Milton Friedman famously argued for immigration -- on economic as well as liberty grounds. "Humanitarian" sounds good too but the essence involves giving people economic opportunity as well as greater political freedom. Friedman did warn, however, that his suggestion is complicated by welfare state policies that can add to the attraction of the destination countries. Receiving country backlash would increase,

But it is also true that large-scale immigration and the welfare state are both here to stay. What can be done? Massive vetting efforts are required.  Marginal Revolution cites a "markets in everything" private vetting service solution.

Expensive? Yes, but so are the alternatives. "Trillions" could be left on the sidewalk. Terror attacks are also expensive and so is homeland security. This may be one of the most important conversations of our day. I would put it ahead of climate change because what we see on Europe's borders right now is, I believe, just the start. Holman Jenkins sees the European status quo as just another Greek-debt approach, e.g.,  "Extend and Pretend."

It's not pretty that the shrillest (and least imaginative) view from the U.S. (somehow build a wall and have Mexico pay for it) is the one getting the most attention.

Sunday, September 13, 2015

Big history and big fears

I once (very briefly) thought that the likes of Julian Simon, Bjorn Lomborg and Matt Ridley had delivered knock-out blows to the neo-Malthusians. But that could never be.
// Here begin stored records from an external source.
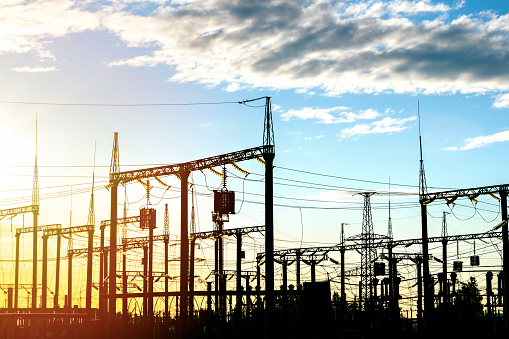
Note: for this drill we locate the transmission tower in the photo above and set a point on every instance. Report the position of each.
(368, 252)
(91, 210)
(268, 130)
(35, 202)
(115, 165)
(192, 227)
(423, 188)
(389, 224)
(166, 227)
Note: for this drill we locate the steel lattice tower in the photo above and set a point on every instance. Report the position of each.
(368, 253)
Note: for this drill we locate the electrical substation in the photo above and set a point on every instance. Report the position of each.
(156, 285)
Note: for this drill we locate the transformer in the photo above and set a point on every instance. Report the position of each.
(457, 266)
(147, 218)
(474, 260)
(224, 202)
(379, 268)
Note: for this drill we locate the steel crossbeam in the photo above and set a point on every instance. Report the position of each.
(468, 192)
(195, 165)
(228, 232)
(39, 228)
(121, 221)
(19, 210)
(383, 243)
(68, 230)
(130, 243)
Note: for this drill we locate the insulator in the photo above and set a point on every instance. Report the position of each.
(161, 182)
(240, 169)
(216, 172)
(224, 177)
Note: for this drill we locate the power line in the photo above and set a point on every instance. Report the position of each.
(121, 105)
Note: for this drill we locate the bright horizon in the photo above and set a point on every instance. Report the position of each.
(345, 79)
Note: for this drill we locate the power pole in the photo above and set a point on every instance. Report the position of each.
(166, 232)
(268, 156)
(423, 190)
(112, 310)
(367, 255)
(91, 221)
(35, 202)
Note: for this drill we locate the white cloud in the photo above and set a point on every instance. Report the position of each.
(333, 115)
(328, 46)
(386, 125)
(502, 101)
(481, 141)
(30, 25)
(28, 69)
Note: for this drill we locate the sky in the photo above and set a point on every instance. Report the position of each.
(348, 81)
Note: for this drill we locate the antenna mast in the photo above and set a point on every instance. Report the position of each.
(389, 226)
(423, 188)
(91, 211)
(268, 131)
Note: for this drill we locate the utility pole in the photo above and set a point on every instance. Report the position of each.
(166, 232)
(35, 202)
(367, 255)
(112, 300)
(268, 157)
(91, 221)
(423, 190)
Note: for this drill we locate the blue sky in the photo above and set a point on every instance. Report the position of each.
(345, 79)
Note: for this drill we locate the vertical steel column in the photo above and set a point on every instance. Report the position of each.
(69, 282)
(343, 293)
(44, 290)
(216, 273)
(489, 292)
(16, 274)
(102, 274)
(166, 304)
(112, 300)
(209, 296)
(145, 283)
(269, 245)
(297, 273)
(125, 313)
(184, 255)
(57, 277)
(34, 270)
(391, 282)
(191, 279)
(150, 275)
(258, 281)
(428, 295)
(220, 261)
(239, 273)
(505, 242)
(88, 300)
(419, 296)
(444, 272)
(285, 275)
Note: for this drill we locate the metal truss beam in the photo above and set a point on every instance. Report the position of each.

Nevertheless, I greatly enjoyed Ronald Bailey's The End of Doom. It is well researched and nicely written. Baily, for example, gives no quarter to the anti-GMOers in his Chapter 5 "The Attack of the Killer Tomatoes."

On climate change, Bailey writes that he had changed his mind and that the balance of research he has seen persuades him that man-made global warming poses a significant problem. The chapter is wide-ranging and (as far as I can tell) well balanced. Long-run forecasts that involve climate as well as economics bring on a range of intellectual challenges that the author manages to introduce us to in just 68 pages. Is there a warming hiatus? How do we (will we) know? What are the costs and benefits of "doing something"? Is there a related severe weather uptick?  How can governments that subsidize waste in farming and water use be expected to make wise climate change policies? Solar energy? Nuclear?
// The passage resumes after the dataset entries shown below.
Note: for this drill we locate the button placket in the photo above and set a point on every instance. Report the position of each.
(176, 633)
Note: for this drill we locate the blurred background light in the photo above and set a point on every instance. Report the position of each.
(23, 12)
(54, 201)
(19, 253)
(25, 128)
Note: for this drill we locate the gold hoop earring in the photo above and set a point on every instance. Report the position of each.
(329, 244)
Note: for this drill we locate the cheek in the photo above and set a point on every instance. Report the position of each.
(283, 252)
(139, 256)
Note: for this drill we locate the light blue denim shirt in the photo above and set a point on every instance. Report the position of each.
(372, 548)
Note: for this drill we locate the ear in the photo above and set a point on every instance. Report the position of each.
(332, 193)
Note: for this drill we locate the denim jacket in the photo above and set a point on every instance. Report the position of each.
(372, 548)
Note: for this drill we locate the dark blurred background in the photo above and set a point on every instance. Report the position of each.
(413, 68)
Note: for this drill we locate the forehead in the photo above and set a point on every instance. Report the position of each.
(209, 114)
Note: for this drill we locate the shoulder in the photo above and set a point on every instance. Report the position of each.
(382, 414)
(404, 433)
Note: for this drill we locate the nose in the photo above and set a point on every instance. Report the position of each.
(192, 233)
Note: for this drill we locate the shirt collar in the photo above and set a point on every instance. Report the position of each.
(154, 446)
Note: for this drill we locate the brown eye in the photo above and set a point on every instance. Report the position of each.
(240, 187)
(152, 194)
Bailey seems to like the view of the Information Technology Innovation Fund view which he cites on page 234, "The paramount goal of climate change policy should be to make the unsubsidized cost of clean energy cheaper than fossil fuels ..." But I am not sure how policies in this field can remain entirely unsubsidized. At least the research could be subsidized. But will that be sealed off from politics? How?
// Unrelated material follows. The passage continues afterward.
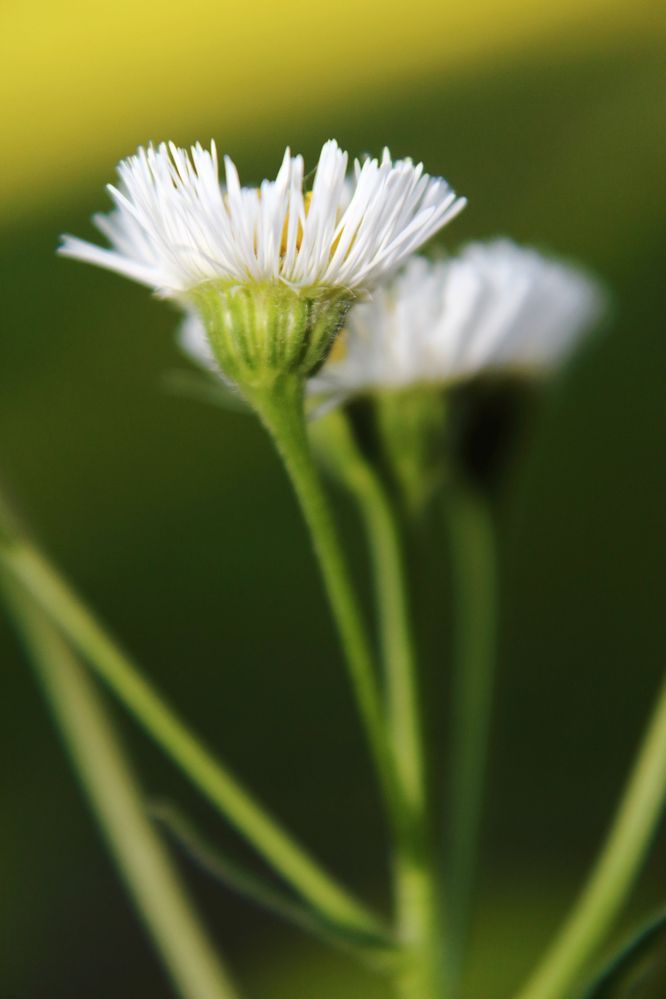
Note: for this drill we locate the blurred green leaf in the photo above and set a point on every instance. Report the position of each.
(633, 962)
(375, 950)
I bring all this up because today's NY Times includes an essay by Timothy Snyder "The Next Genocide" which is apparently from his new book Black Earth: The Holocaust as History and Warning (which I have not yet read). First, let me say that Snyder's Bloodlands: Europe Between Hitler and Stalin is invaluable as we continue to try and make sense of 20th-century European history. But in today's essay Snyder recounts how an unhinged Adolf Hitler managed to link German nationalism and memories of food shortages to extreme neo-Malthusianism to crackpot euthenasia -- to bring on a world war and a holocaust. The author fears that the "Ecological panic, central to Hitler, could happen again."

Yes, the worst can always happen. But we are in the era of Deirdre McCloskey's Great Fact, the post-Enlightenment-post-1700 unheard of rise in human well-being. Unlike post-WW I Germans, many fewer people now alive harbor memories or fears of hunger or famine. Bailey reminds us that we are in the age of Norman Borlaug and that we can feed the peak population that is not far off.